Vivy, the Letian, and the actual owner of the establishment, came back out of the back room looking a strange mix of giddy and excited. “Kara, the Chairman’s asked for bottle service,” she said, gleefully. Not loudly, but my ears were large, and I was trying to tuck myself into the corner, not far from the door to the backroom.
Kara’s eyes widened. “Oh! Alright, sure. Can I take a few minutes to freshen up, or…?”
Vivy laughed, and leaned in to whisper, conspiratorially, but not so softly that I couldn’t hear. “No, I’m handling this one myself. You stay put. I need you to cover the bar while I go and figure out what that fluffy bastard has been hiding from us all.”
Kara guffawed. “Yeah, get him talking, boss. I’ll hold down the fort as best I can.”
“S’what I pay you for, girl,” Vivy said, chuckling, as she pulled down a top-shelf bottle and scampered off out the door.
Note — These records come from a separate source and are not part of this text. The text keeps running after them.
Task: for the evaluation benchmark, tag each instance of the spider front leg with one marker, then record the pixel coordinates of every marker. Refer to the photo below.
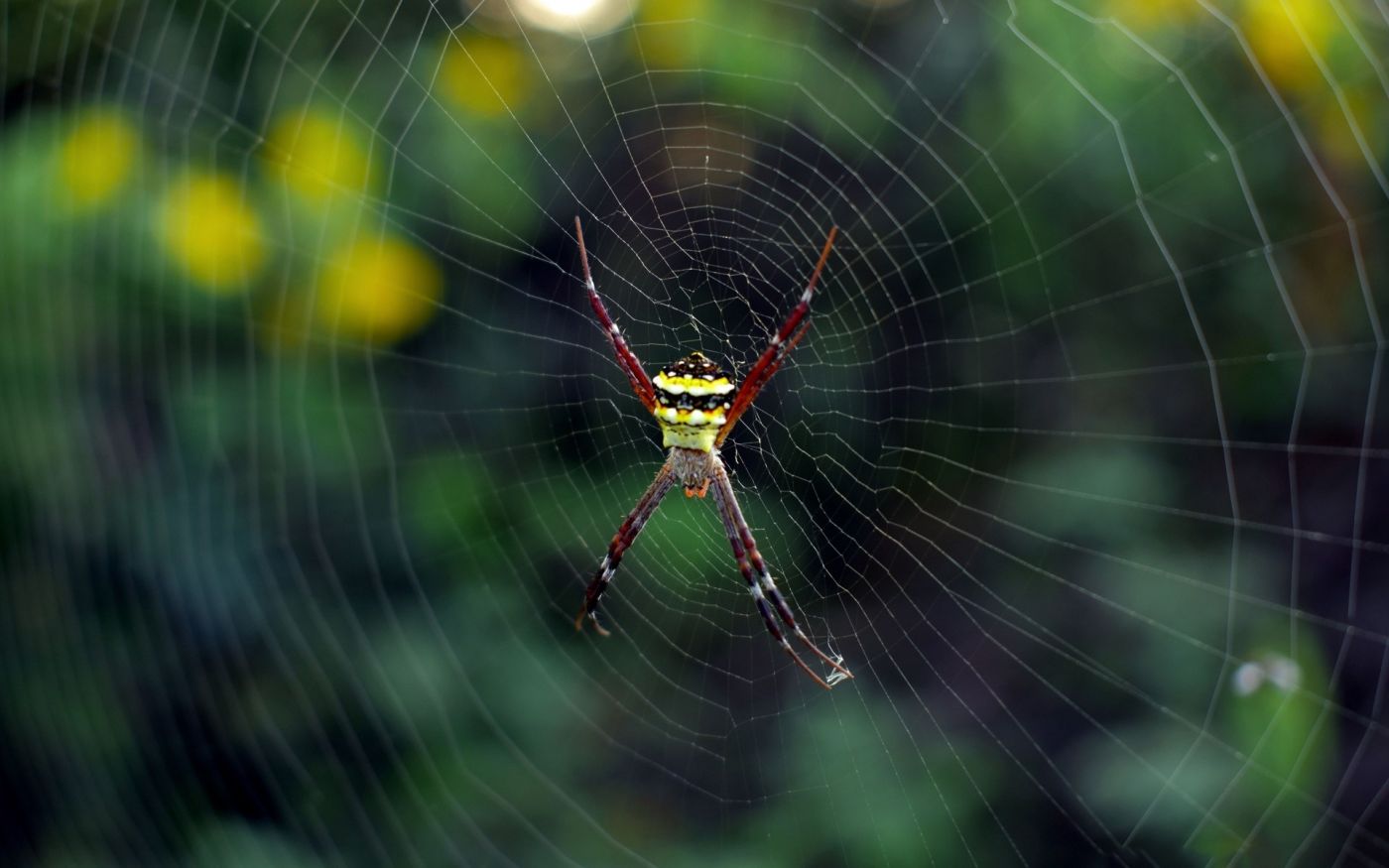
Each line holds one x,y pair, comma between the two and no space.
778,347
761,585
622,541
625,357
I watched the owner of the establishment go, not fully knowing what to make of it all. What to make of anything, really.
“It’s all fucked,” the Kraktol repeated, shaking her head hopelessly, eventually dipping her beak back into her pint glass like a straw.
For all I knew, it might be my last night alive, or very near to it. “I hear ya, girl,” I said bleakly. “Any chance you maybe wanna… talk about it upstairs?”